Los tribunales empiezan por fin a mojarse

Juan Suárez

EL GLOBAL

En artículos anteriores hemos abordado el problema del encaje del derecho a la protección de la salud individual en el contexto del derecho que con carácter general reconoce el art. 43 de la CE y de la obligación de los poderes públicos de tutelar la Salud Pública.

Nos referimos entonces al papel trascendental del auto del Constitucional de 2013, en el que se reconoce sin ambages que, si bien la contención del gasto farmacéutico es un objetivo a perseguir por el SNS, ello no obsta a que el derecho consagrado en la constitución tenga asimismo una proyección individual en el ciudadano en tanto que receptor de las prestaciones sanitarias.

En otras palabras, la salvaguarda de la sostenibilidad del sistema no debe prevalecer sobre la protección de la salud individual a través de las prestaciones a las que nos hace acreedor nuestro ordenamiento. Justo es reconocer que no es sencillo el equilibrio entre ambos intereses.

La crisis, que con tanta dureza nos ha golpeado, ha puesto de manifiesto que nuestro sistema sanitario público quizás está sobredimensionado, y que puede no resultar sostenible incluso a corto plazo por muchas transferencias que se efectúen.
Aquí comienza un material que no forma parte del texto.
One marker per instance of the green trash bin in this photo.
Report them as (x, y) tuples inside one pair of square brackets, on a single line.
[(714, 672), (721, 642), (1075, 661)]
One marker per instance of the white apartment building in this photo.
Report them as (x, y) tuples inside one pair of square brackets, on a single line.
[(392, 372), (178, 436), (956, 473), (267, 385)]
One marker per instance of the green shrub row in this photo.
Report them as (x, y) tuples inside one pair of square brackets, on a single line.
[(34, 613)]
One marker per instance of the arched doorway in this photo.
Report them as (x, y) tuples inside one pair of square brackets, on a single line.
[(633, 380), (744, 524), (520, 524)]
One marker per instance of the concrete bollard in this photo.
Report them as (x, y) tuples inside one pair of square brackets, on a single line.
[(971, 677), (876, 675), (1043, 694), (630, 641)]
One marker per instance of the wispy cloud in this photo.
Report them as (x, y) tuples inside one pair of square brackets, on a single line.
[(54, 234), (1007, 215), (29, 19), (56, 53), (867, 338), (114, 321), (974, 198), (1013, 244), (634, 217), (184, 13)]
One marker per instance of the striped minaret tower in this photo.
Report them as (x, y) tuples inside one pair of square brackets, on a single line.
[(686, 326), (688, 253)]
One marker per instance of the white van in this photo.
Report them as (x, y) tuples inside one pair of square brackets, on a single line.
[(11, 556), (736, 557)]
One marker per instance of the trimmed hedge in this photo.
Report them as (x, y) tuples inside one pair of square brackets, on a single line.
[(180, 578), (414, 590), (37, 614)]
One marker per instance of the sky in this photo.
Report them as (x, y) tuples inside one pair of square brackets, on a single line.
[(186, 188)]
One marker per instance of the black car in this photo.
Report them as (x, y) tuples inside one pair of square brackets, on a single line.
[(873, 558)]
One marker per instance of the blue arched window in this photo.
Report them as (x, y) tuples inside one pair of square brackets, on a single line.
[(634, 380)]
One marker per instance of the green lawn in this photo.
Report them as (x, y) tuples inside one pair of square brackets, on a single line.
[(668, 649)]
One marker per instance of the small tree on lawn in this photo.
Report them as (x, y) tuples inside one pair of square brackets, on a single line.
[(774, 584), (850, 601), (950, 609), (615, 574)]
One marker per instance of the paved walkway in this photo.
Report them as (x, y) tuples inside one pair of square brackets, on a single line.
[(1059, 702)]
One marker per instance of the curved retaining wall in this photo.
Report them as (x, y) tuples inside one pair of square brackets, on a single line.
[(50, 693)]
Un problema endiablado, pero que no puede servir de coartada para que los gestores del sistema, a diferentes niveles, se sientan avalados para saltarse la ley y hacer papel mojado de los derechos del ciudadano.

El problema no es nuevo, y ya fue expuesto con claridad a principios de los noventa por el informe Abril. Pero como suele ocurrir en debates sensibles, la única respuesta de la que han sido capaces unos y otros ha sido barrerlo bajo la alfombra, y que arree el infortunado al timón cuando nos alcance la quiebra. Todo un ejercicio de responsabilidad política.

Y es aquí, precisamente, donde la ratio última del sistema de división de poderes, en la que debe descansar todo Estado de Derecho que se precie, alcanza y manifiesta su verdadera dimensión en cuanto trinchera última de los derechos y libertades individuales frente a la maquinaria del poder que, de no mediar contrapoderes que lo impidan, podría laminarlos con asombrosa facilidad. Debo reconocer que he sido muy crítico con el acomplejamiento con el que el poder judicial se ha enfrentado a auténticas tropelías que, en nombre de la sostenibilidad y el interés público, no eran sino fáciles salidas al problema presupuestario a costa de los pacientes. Para mí, no obstante, resulta evidente que estamos ante un punto de inflexión.

Tras el auto del Tribunal Constitucional, resulta cada vez más obvio que algo está cambiando, y que estamos pasando de una época en las que el mayor reproche que cabía esperar era que se reconociese el derecho del paciente al reembolso del tratamiento que había tenido que pagar de su bolsillo, a sentencias mucho más severas, en las que se condena sin paliativos las equivalencias terapéuticas que en aras del ahorro se han pretendido imponer en determinadas regiones, o, incluso, en nuestro sistema penitenciario.

La última decisión de imputar a determinados cargos públicos por negar un tratamiento incluido en la prestación farmacéutica es quizás la más llamativa. Un tema sensible y que conviene abordar con mucha prudencia, pero todo un aviso para navegantes. Algo está cambiando en el orden jurisdiccional. Y, al menos en mi humilde opinión, para bien de todos.